“And don’t you know them?” persisted Mrs. de Lisle.

After quite a marked pause, Lady Donnelly replied: “Not now.”

“A feud—or a boycott?”

“Not exactly—although years ago there was a coolness about some shooting. To tell you the truth, we have dropped the Hegans—they are too impossible.”

“Short of murder or theft, it seems a pity to drop such very near neighbours; it would have been so nice to have them over to bridge!”

“Bridge!” repeated Sir Domnick, “I don’t suppose they have ever heard of it! Hegan and I were school-fellows, he was my fag too; he comes of a good county family, went into the service, married, and when his father departed, came back to Heganstown with a nice little wife and a baby. Then Mrs. Hegan died, and he seemed to go to pieces; took to gambling on the Stock Exchange, betting, and whisky, and married a blowzy fat creature, who was once his cook! I believe she drinks, leads him the devil of a life, and keeps the little money he has left. He is sunken in a sort of stupor, and sits in his chair all day long; they do say his brain is affected. I must confess I am sorry for that young fellow Dermot.”

“Yes; but why are you sorry?” enquired Mrs. de Lisle with an air of languid interest.

“The boy is out of his element; he went to Rugby, and did uncommonly well; was going into the Army, and had put in a couple of terms at Sandhurst, when the money ran out, and he was obliged to come home.

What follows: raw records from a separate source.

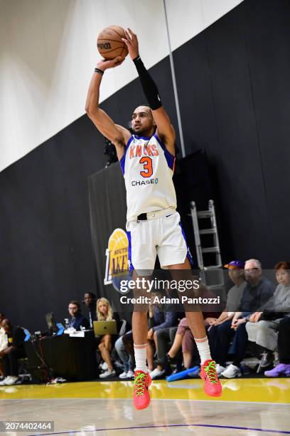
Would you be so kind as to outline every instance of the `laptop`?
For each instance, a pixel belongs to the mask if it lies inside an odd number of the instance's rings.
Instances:
[[[117,335],[117,323],[114,319],[111,321],[92,321],[95,336],[102,335]]]

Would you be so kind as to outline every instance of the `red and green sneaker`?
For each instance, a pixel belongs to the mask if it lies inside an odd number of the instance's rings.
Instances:
[[[212,397],[220,397],[222,388],[218,378],[215,360],[205,360],[200,366],[200,377],[205,380],[205,393]]]
[[[150,395],[148,388],[151,383],[149,373],[143,371],[135,371],[134,373],[134,405],[138,410],[146,409],[150,403]]]

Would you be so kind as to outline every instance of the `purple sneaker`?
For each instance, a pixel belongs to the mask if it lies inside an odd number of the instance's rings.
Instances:
[[[279,375],[290,375],[290,365],[279,363],[270,371],[265,371],[266,377],[279,377]]]

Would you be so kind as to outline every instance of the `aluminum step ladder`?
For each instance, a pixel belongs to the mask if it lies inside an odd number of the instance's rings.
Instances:
[[[224,289],[225,280],[222,271],[222,258],[220,256],[220,242],[218,239],[217,221],[215,218],[215,204],[213,200],[208,202],[208,210],[199,210],[195,202],[190,202],[190,215],[193,222],[194,239],[195,242],[196,256],[198,267],[200,269],[201,279],[210,289]],[[200,229],[199,220],[208,219],[210,227],[208,229]],[[213,244],[209,247],[203,246],[203,235],[212,235]],[[201,237],[201,238],[200,238]],[[204,254],[212,254],[214,262],[210,265],[205,264]]]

He has been loafing about at Heganstown for the last three years.”

“Dear me, how perfectly dreadful!” ejaculated the lady.

“At first he tried his hand on the farm, and pulling the place together, but things were too far gone; his father owed money all over the country, and the land was let up to the hall door. A grazier has it, and his cattle have played Old Harry with the grounds and the plantations; there’s not a gate or a fence; the house is falling to ruin. Mrs. Hegan has made away with the good old furniture, and all the silver; last time I was in Dublin I saw Hegan’s grandfather in a shop ticketed ‘Four Pounds Ten’—of course I mean his portrait.”